Si les gouvernements choisissent de ne pas verser d'argent pour remplacer les revenus, ou de se concentrer entièrement sur le remplacement des dépenses perdues (relance traditionnelle), le résultat pour l'économie pourrait bien être bien pire. Et ce, car les mesures de relance traditionnelles reposent sur ce que l'on appelle le "multiplicateur keynésien". Prenons l'exemple de la crise financière mondiale. A cause de l'effondrement des banques, nous étions confrontés à une pénurie chronique de la demande, et les dépenses de relance pourraient remplacer une grande partie de cette demande. De plus, en maintenant les gens au travail, chaque dollar/livre/euro dépensé par le gouvernement a généré plus d'un dollar/livre/euro de revenu (le fameux effet multiplicateur) – tant que les taux d'intérêt n'augmentaient pas (ce qui n’était pas le cas).
Mais avec Covid-19, le multiplicateur ne peut pas fonctionner aussi efficacement, car un secteur est (plus ou moins) complètement arrêté. Il est impossible que les dépenses supplémentaires du gouvernement en faveur des "produits de première nécessité" puissent générer des revenus pour les personnes employées dans le secteur "non essentiel" qui reste fermé, à l'exception des quelques personnes qui peuvent occuper de nouveaux emplois dans ce secteur. Dans cette situation, la priorité devient de soutenir les revenus des personnes les plus touchées directement, et non indirectement par le biais des mesures de relance budgétaire traditionnelles.
La décision du gouvernement américain d’envoyer des chèques de 1200 dollars à chaque foyer du pays a été largement saluée et contribuera sans aucun doute à soutenir la demande. Mais il se peut aussi que ce soit trop peu pour ceux qui en ont vraiment besoin et inutile pour ceux qui ont encore un emploi ou peuvent télétravailler de manière efficace. La logique de l'analyse ci-dessus est qu'une approche "sécurité sociale", ciblant les personnes les plus touchées par la crise, pourrait être plus efficace pour stabiliser l'économie.
Beaucoup s'inquiètent de l'augmentation de la dette publique, mais ce ne sera pas un problème trop important. En fin de compte, l'augmentation (temporaire) énorme des déficits publics sera financée par l'augmentation (temporaire) énorme de l'épargne privée pendant la crise – et à des taux très bas (taux d'intérêt négatifs). Et la solution à long terme consiste à "gonfler" cette dette en maintenant le rendement nominal de la dette à un niveau inférieur au taux de croissance nominal de l'économie.

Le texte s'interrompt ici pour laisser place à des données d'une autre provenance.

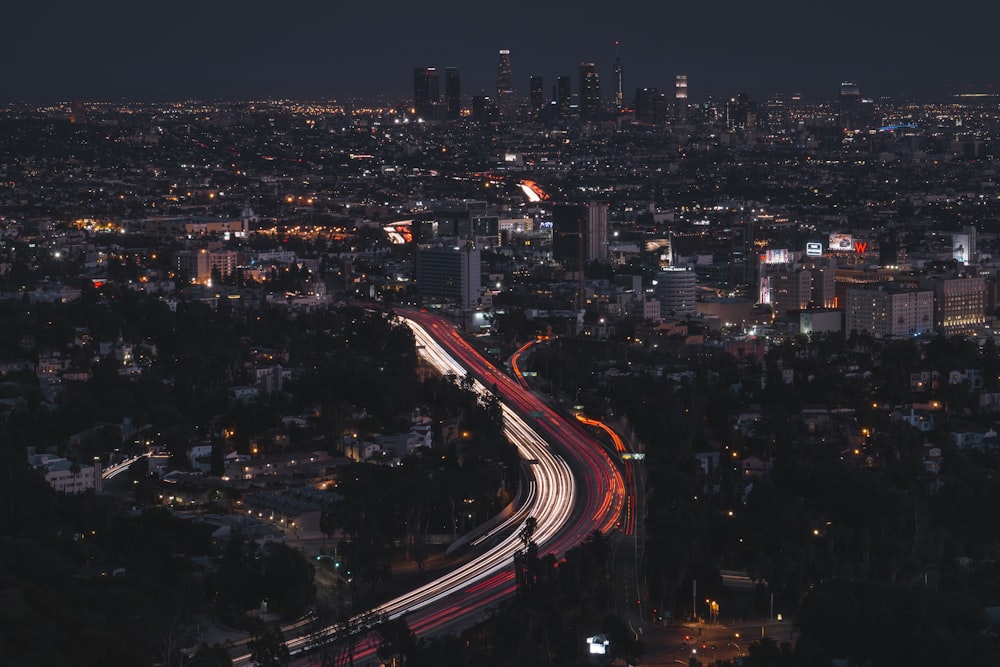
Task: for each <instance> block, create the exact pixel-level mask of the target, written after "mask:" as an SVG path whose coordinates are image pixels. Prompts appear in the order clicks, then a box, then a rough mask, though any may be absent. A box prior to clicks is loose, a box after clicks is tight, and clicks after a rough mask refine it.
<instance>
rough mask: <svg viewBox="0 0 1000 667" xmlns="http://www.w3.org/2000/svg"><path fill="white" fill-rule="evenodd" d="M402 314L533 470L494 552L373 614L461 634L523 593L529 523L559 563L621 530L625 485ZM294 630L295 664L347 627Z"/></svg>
mask: <svg viewBox="0 0 1000 667" xmlns="http://www.w3.org/2000/svg"><path fill="white" fill-rule="evenodd" d="M397 315H399V316H400V317H402V318H403V319H404V320H405V321H406V323H407V324H408V325H409V326H410V328H411V329H412V330H413V333H414V337H415V339H416V343H417V345H418V347H419V348H420V349H419V351H420V354H421V356H422V357H423V358H424V359H425V360H426V361H427V363H430V364H432V365H433V366H435V367H436V368H437V369H438V370H440V371H441V372H442V373H445V374H448V373H452V374H454V375H456V376H458V377H464V376H465V375H466V374H469V375H470V376H471V377H472V378H473V379H474V380H475V383H474V387H475V389H476V391H478V392H480V393H481V394H483V395H485V394H487V393H490V392H492V393H493V394H494V395H496V396H497V397H498V398H499V399H500V401H501V406H502V410H503V417H504V431H505V434H506V435H507V437H508V438H509V439H510V441H511V442H512V443H513V444H514V445H515V446H516V447H517V449H518V452H519V454H520V456H521V458H522V459H524V460H525V461H529V462H530V463H531V465H530V466H528V469H529V471H530V474H531V479H530V481H529V484H528V492H527V494H526V499H525V502H524V504H523V505H522V507H521V508H520V509H519V510H518V511H517V512H515V513H514V514H513V515H512V516H511V517H510V518H508V519H507V520H506V521H504V522H503V523H502V524H501V525H500V526H497V527H496V528H494V529H493V530H491V531H490V532H489V533H488V534H487V535H484V536H482V537H481V538H480V539H479V540H477V541H476V542H475V543H474V544H473V546H474V547H475V546H477V545H480V544H481V545H483V546H485V545H492V546H491V547H490V548H489V550H488V551H485V552H484V553H481V554H479V555H477V556H475V557H474V558H472V559H471V560H470V561H468V562H467V563H465V564H464V565H461V566H459V567H457V568H456V569H455V570H453V571H451V572H449V573H448V574H446V575H444V576H442V577H440V578H438V579H435V580H434V581H431V582H429V583H427V584H424V585H423V586H420V587H418V588H416V589H414V590H412V591H410V592H409V593H406V594H405V595H402V596H400V597H398V598H396V599H394V600H390V601H389V602H386V603H385V604H383V605H381V606H380V607H378V608H377V609H375V610H373V614H374V615H376V616H377V617H379V618H388V619H393V618H398V617H400V616H405V618H406V621H407V624H408V625H409V627H410V629H411V630H413V632H414V633H416V634H417V635H418V636H421V635H432V634H441V633H446V632H454V631H458V630H461V629H464V628H466V627H469V626H471V625H473V624H475V623H477V622H479V621H481V620H484V619H485V618H486V617H487V615H488V610H489V609H490V608H491V607H493V606H495V605H496V604H497V603H498V602H499V601H500V600H502V599H504V598H505V597H508V596H509V595H511V594H512V593H513V592H514V590H515V581H514V568H513V559H514V554H515V553H516V552H517V550H519V549H520V548H521V547H522V544H521V541H520V538H519V536H518V535H517V530H516V529H517V528H518V527H519V526H520V525H522V524H523V523H524V521H525V520H526V519H527V518H528V517H533V518H534V519H535V521H536V528H535V532H534V534H533V536H532V539H533V540H534V541H535V542H536V544H537V545H538V552H539V554H547V553H553V554H555V555H556V557H557V558H559V557H561V555H562V554H563V553H565V552H566V551H567V550H568V549H570V548H572V547H575V546H577V545H579V544H580V543H582V542H583V541H584V540H585V539H586V537H587V536H588V535H590V534H591V533H592V532H594V531H595V530H596V531H600V532H602V533H606V532H608V531H610V530H612V529H613V528H614V527H615V526H616V524H617V523H618V522H619V520H620V517H621V514H622V511H623V509H624V507H625V495H626V494H625V485H624V482H623V480H622V475H621V473H620V471H619V470H618V467H617V465H616V463H615V461H614V460H612V458H611V457H610V456H609V454H608V452H606V451H605V450H604V448H603V447H601V446H600V444H599V443H597V442H596V441H595V440H594V439H593V438H591V437H590V436H589V435H588V434H587V433H586V432H585V431H584V430H583V429H582V428H580V426H578V425H577V424H574V423H570V422H569V421H567V420H566V419H564V418H563V417H562V416H560V415H559V414H558V413H556V412H555V411H554V410H552V409H551V408H549V407H548V406H547V405H546V404H545V403H544V402H543V401H542V400H540V399H539V398H538V397H537V396H535V395H534V394H532V393H531V392H530V391H528V390H527V389H525V388H524V387H523V386H522V385H521V384H520V383H518V382H516V381H515V380H513V379H512V378H511V377H510V376H508V375H506V374H505V373H503V372H501V371H499V370H498V369H497V368H495V367H494V366H493V365H492V364H490V363H489V362H488V361H487V360H486V359H484V358H483V357H482V355H480V354H479V353H478V352H477V351H476V350H475V348H473V347H472V346H471V345H470V344H469V343H468V341H466V340H465V339H464V338H463V337H462V336H461V335H460V334H459V333H458V331H456V330H455V328H454V326H452V325H451V324H450V323H448V322H447V321H446V320H444V319H442V318H439V317H437V316H434V315H432V314H430V313H426V312H418V311H409V310H406V311H402V312H397ZM532 415H533V416H532ZM285 631H286V636H289V635H290V634H291V635H295V636H292V637H291V638H290V639H289V640H288V641H287V642H286V643H287V646H288V648H289V651H290V652H291V653H292V655H293V656H306V655H307V654H309V653H311V651H312V650H313V649H315V648H316V647H317V646H319V645H322V644H323V643H326V642H327V641H337V640H338V639H339V638H340V637H342V636H343V634H344V631H345V627H344V626H343V625H334V626H330V627H327V628H323V629H321V630H320V631H318V632H317V631H313V632H306V631H305V630H304V628H294V627H291V626H288V627H286V628H285ZM376 648H377V647H376V646H375V645H374V644H373V643H372V642H371V640H370V639H362V640H361V641H359V642H358V644H357V646H356V647H355V650H354V655H353V658H352V661H353V662H354V663H357V664H363V663H364V662H365V661H366V660H372V661H374V660H375V650H376ZM304 660H307V658H305V659H304ZM249 661H250V656H249V655H246V654H244V655H240V656H237V657H236V658H234V664H235V665H246V664H249ZM297 664H298V663H297ZM301 664H309V663H308V662H305V661H304V662H302V663H301Z"/></svg>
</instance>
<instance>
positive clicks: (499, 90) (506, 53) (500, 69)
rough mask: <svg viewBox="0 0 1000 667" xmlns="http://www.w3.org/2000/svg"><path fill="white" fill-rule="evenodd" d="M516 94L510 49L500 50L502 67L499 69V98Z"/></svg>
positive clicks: (498, 88) (504, 49) (497, 69)
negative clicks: (511, 60) (512, 75)
mask: <svg viewBox="0 0 1000 667" xmlns="http://www.w3.org/2000/svg"><path fill="white" fill-rule="evenodd" d="M513 94H514V78H513V76H512V75H511V70H510V49H500V65H499V66H498V67H497V98H498V99H502V98H503V97H504V96H506V95H513Z"/></svg>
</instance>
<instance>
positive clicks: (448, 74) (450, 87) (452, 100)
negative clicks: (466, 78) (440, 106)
mask: <svg viewBox="0 0 1000 667" xmlns="http://www.w3.org/2000/svg"><path fill="white" fill-rule="evenodd" d="M444 99H445V103H446V104H447V105H448V120H458V119H459V118H460V117H461V115H462V80H461V78H460V77H459V75H458V68H457V67H446V68H445V70H444Z"/></svg>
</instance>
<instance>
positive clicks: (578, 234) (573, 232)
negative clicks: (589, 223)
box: [552, 204, 588, 271]
mask: <svg viewBox="0 0 1000 667" xmlns="http://www.w3.org/2000/svg"><path fill="white" fill-rule="evenodd" d="M587 225H588V219H587V209H586V208H585V207H584V206H581V205H579V204H556V205H555V206H554V207H552V259H554V260H556V261H557V262H559V263H560V264H562V265H563V266H564V267H565V268H566V269H568V270H570V271H580V270H582V269H583V265H584V262H585V260H586V257H587V255H586V252H585V247H584V246H585V241H584V238H585V234H586V232H587Z"/></svg>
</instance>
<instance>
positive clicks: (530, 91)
mask: <svg viewBox="0 0 1000 667" xmlns="http://www.w3.org/2000/svg"><path fill="white" fill-rule="evenodd" d="M528 106H529V107H530V108H531V115H532V116H538V115H539V114H540V113H541V112H542V109H543V108H544V107H545V94H544V93H543V92H542V77H540V76H537V75H536V76H532V77H531V81H530V83H529V88H528Z"/></svg>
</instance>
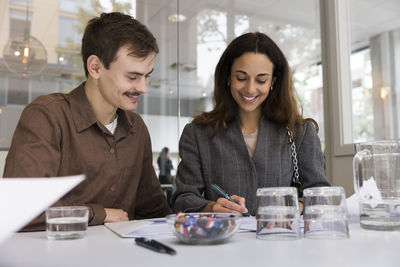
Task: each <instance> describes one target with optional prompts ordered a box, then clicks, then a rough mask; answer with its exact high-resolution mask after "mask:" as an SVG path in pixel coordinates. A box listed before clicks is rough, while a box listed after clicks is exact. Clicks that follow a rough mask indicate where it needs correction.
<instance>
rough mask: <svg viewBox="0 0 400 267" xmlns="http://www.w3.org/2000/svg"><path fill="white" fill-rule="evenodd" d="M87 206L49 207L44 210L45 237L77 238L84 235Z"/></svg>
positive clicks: (85, 224) (54, 239)
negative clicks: (50, 207)
mask: <svg viewBox="0 0 400 267" xmlns="http://www.w3.org/2000/svg"><path fill="white" fill-rule="evenodd" d="M88 221H89V208H88V207H85V206H66V207H51V208H48V209H47V210H46V234H47V239H52V240H60V239H77V238H83V237H85V236H86V233H87V227H88Z"/></svg>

Ce qu’il faut retenir en matière d’investissements
Si c'est vrai, alors les obligations gouvernementales resteront une bonne couverture pour les actifs plus risqués des portefeuilles. Les rendements ne peuvent baisser davantage, donc il est peu probable que ces obligations génèrent des rendements très élevés, ou même positifs. Mais leur corrélation avec les actions et le crédit risqué restera probablement faible, voire négative, même si la dette publique gonfle. Cela ne sera plus le cas si nous assistons à une résurgence des tensions sur les marchés financiers et à une nouvelle fuite vers les liquidités et les dollars ; ou si nous constatons une forte reprise de l'inflation. Auquel cas, des taux d'intérêt plus élevés seraient nécessaires bien plus tôt que ne le prévoient actuellement les marchés.